Consider Natural Alternatives
If insects or rodents are already in the home, then it is time to break some natural products that will help you deal with the issue while keeping the air in your home fresh. Remember, these solutions are for occasional problems – for large-scale infestations, a professional is going to be your best bet.
For insects, food-grade diatomaceous earth or boric acid are safe bets – they aren’t harmful to humans or pets, but deadly to six-legged critters. Sprinkle diatomaceous earth near probable entry points for insects. Once insects crawl through the powder, they are done for. Boric acid is an especially good choice for roaches – take a small bowl of boric acid mixed with some sugar, and place it in the area where you have noticed a lot of activity. Crawling through the powder should do the trick, and you won’t have to worry about the safety of kids or other animals.
For a sweet-smelling solution to repelling insects, try mint oils placed around the house. While we think the smell is lovely, insects are not fond of it and will stay away. Catnip plants around the house are another recommended trick – they will help to filter the air in your home, keep kitty happy, and repel roaches all at the same time. If you are specifically having an issue with moths, citrus oil along with the traditional cedar blocks are a good repellant option and certainly smell better than moth balls (which release a toxic vapor – definitely not a good option for great home air quality).
For rodents, poisons definitely emit some vapors that are not ideal for great air quality. That said, rodents themselves produce droppings and urine that is hazardous, so you want these guys out as quickly as possible. Snap traps are effective, but pose a hazard to pets and children.
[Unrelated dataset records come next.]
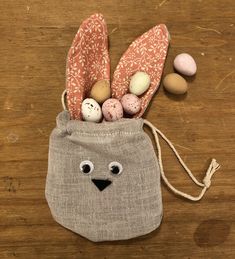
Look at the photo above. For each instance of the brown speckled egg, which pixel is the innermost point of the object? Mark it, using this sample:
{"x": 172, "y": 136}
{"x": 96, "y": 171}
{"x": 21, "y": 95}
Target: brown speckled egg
{"x": 131, "y": 104}
{"x": 100, "y": 91}
{"x": 112, "y": 110}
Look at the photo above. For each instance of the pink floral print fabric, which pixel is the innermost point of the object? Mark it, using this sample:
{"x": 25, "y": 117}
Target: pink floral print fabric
{"x": 88, "y": 61}
{"x": 147, "y": 53}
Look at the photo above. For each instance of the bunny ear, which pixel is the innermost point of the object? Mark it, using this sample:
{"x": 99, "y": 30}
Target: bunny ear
{"x": 87, "y": 62}
{"x": 147, "y": 53}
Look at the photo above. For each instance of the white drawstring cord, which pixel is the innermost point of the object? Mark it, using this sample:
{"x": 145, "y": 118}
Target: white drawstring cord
{"x": 63, "y": 96}
{"x": 214, "y": 166}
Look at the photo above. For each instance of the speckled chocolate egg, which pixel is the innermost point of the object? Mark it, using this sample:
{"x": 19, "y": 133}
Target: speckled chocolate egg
{"x": 131, "y": 104}
{"x": 175, "y": 84}
{"x": 112, "y": 110}
{"x": 101, "y": 91}
{"x": 91, "y": 110}
{"x": 185, "y": 64}
{"x": 139, "y": 83}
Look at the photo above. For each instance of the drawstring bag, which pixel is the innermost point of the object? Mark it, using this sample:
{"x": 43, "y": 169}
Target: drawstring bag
{"x": 103, "y": 179}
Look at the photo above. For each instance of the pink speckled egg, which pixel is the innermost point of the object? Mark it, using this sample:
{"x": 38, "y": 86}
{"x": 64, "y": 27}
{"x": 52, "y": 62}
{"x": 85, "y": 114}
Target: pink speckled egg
{"x": 130, "y": 103}
{"x": 185, "y": 64}
{"x": 112, "y": 110}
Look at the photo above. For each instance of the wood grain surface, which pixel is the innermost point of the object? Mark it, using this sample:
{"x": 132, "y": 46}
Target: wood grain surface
{"x": 35, "y": 38}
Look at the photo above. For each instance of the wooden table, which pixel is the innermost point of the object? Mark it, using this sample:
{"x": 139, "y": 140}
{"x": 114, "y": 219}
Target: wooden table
{"x": 35, "y": 38}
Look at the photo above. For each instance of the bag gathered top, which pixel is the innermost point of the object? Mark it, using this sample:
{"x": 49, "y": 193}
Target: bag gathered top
{"x": 103, "y": 179}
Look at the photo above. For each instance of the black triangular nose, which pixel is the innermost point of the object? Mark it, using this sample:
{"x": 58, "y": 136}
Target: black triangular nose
{"x": 101, "y": 184}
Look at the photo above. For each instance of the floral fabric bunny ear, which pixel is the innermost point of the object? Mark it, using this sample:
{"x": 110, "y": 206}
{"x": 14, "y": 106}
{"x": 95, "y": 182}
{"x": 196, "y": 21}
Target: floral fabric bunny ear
{"x": 88, "y": 61}
{"x": 147, "y": 53}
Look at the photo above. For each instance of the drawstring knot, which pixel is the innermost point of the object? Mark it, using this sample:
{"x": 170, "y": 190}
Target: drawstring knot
{"x": 206, "y": 183}
{"x": 214, "y": 166}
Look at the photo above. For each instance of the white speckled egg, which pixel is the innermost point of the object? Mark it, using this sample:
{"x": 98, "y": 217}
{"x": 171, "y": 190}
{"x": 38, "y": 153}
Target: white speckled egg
{"x": 185, "y": 64}
{"x": 91, "y": 110}
{"x": 130, "y": 103}
{"x": 112, "y": 110}
{"x": 139, "y": 83}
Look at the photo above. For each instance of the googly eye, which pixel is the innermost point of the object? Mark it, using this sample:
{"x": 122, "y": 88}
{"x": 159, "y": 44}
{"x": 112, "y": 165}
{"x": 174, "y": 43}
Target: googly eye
{"x": 115, "y": 168}
{"x": 86, "y": 167}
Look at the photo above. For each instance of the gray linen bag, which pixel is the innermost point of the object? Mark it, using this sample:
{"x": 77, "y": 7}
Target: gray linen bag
{"x": 103, "y": 179}
{"x": 130, "y": 206}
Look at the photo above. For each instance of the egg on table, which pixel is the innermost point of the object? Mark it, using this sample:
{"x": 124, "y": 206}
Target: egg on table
{"x": 175, "y": 84}
{"x": 91, "y": 110}
{"x": 112, "y": 110}
{"x": 139, "y": 83}
{"x": 131, "y": 104}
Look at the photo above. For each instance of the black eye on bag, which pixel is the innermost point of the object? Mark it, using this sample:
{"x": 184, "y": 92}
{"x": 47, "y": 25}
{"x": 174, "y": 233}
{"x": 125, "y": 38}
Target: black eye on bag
{"x": 86, "y": 167}
{"x": 115, "y": 168}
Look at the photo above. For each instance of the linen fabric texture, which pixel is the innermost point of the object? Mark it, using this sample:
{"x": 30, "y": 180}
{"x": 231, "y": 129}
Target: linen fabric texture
{"x": 130, "y": 206}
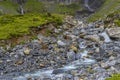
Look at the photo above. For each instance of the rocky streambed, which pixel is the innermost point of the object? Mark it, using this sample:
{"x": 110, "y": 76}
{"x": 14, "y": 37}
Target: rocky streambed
{"x": 80, "y": 51}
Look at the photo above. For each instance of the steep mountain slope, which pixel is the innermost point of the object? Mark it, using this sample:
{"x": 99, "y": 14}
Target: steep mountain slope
{"x": 107, "y": 8}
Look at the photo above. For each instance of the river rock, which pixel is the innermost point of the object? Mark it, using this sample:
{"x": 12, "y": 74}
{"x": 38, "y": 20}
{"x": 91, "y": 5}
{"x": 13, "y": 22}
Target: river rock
{"x": 114, "y": 32}
{"x": 71, "y": 55}
{"x": 27, "y": 51}
{"x": 61, "y": 43}
{"x": 94, "y": 38}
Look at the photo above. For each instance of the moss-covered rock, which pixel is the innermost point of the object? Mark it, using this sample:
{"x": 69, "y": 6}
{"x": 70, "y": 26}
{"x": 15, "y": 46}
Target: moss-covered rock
{"x": 114, "y": 77}
{"x": 18, "y": 25}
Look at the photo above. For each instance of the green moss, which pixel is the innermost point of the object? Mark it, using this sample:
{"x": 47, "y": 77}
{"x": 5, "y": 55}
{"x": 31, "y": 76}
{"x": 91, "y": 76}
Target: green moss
{"x": 34, "y": 6}
{"x": 68, "y": 9}
{"x": 8, "y": 7}
{"x": 114, "y": 77}
{"x": 107, "y": 8}
{"x": 17, "y": 25}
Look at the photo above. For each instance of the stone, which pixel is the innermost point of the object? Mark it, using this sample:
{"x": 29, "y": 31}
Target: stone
{"x": 94, "y": 38}
{"x": 19, "y": 62}
{"x": 27, "y": 51}
{"x": 74, "y": 48}
{"x": 41, "y": 65}
{"x": 61, "y": 43}
{"x": 71, "y": 55}
{"x": 114, "y": 32}
{"x": 58, "y": 71}
{"x": 97, "y": 50}
{"x": 1, "y": 61}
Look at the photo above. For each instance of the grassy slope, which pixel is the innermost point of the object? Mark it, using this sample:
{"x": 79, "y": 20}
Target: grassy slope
{"x": 50, "y": 7}
{"x": 108, "y": 7}
{"x": 8, "y": 7}
{"x": 114, "y": 77}
{"x": 18, "y": 25}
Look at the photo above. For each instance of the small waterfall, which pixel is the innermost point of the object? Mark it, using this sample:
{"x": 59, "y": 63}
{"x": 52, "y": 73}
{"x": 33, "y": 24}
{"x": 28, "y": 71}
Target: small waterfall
{"x": 21, "y": 9}
{"x": 86, "y": 2}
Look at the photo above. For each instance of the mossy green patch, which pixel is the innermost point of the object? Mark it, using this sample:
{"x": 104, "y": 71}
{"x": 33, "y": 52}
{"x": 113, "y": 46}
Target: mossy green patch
{"x": 18, "y": 25}
{"x": 68, "y": 9}
{"x": 7, "y": 6}
{"x": 114, "y": 77}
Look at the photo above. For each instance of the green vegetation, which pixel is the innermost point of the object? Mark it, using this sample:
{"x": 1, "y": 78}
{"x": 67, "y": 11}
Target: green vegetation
{"x": 51, "y": 8}
{"x": 18, "y": 25}
{"x": 33, "y": 6}
{"x": 8, "y": 7}
{"x": 68, "y": 9}
{"x": 114, "y": 77}
{"x": 107, "y": 8}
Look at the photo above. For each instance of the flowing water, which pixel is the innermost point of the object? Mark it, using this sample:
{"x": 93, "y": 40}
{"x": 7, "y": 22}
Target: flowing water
{"x": 53, "y": 73}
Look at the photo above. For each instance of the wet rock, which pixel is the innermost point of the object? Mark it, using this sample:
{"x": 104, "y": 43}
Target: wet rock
{"x": 19, "y": 62}
{"x": 71, "y": 55}
{"x": 1, "y": 61}
{"x": 58, "y": 71}
{"x": 61, "y": 43}
{"x": 114, "y": 32}
{"x": 94, "y": 38}
{"x": 105, "y": 36}
{"x": 74, "y": 48}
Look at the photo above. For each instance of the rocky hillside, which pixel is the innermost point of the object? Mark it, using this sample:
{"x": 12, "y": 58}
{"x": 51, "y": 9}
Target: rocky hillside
{"x": 44, "y": 42}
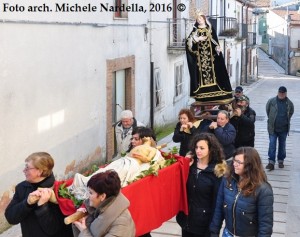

Glue traps, electronic traps, and no-kill traps are safer but still need to be placed in locations that aren’t easily accessible.
If things are out of hand, it’s time to call in the professionals. To keep your home’s air quality in mind, look for companies that advertise as environmentally-friendly; they are more likely to have products on hand that will pose fewer problems for your indoor environment. Before the pest control tech begins their work, discuss initial plans for solving the problem – most companies will offer pesticide-free choices before moving on to harsher products. These options often include baits and traps – ask that the pest control professional put these items in a location that isn’t easily reached by children or pets. If they can keep them away from the air intake for your HVAC system, that’s a major plus for air quality as well.
If harsher products are to be used, see what the possibilities are for only applying the pesticides in certain areas away from pets, children, and vents, to prevent the spray from circulating throughout the air of your home. It is important to note that, by definition, even organic or all natural pesticide sprays are toxic – they are meant to kill indoor pests and pose some threat to the air quality in your home. To reduce problems for family and pets, see if your tech can recommend products that are less harmful to mammals. Most professionals will be happy to work with you on this.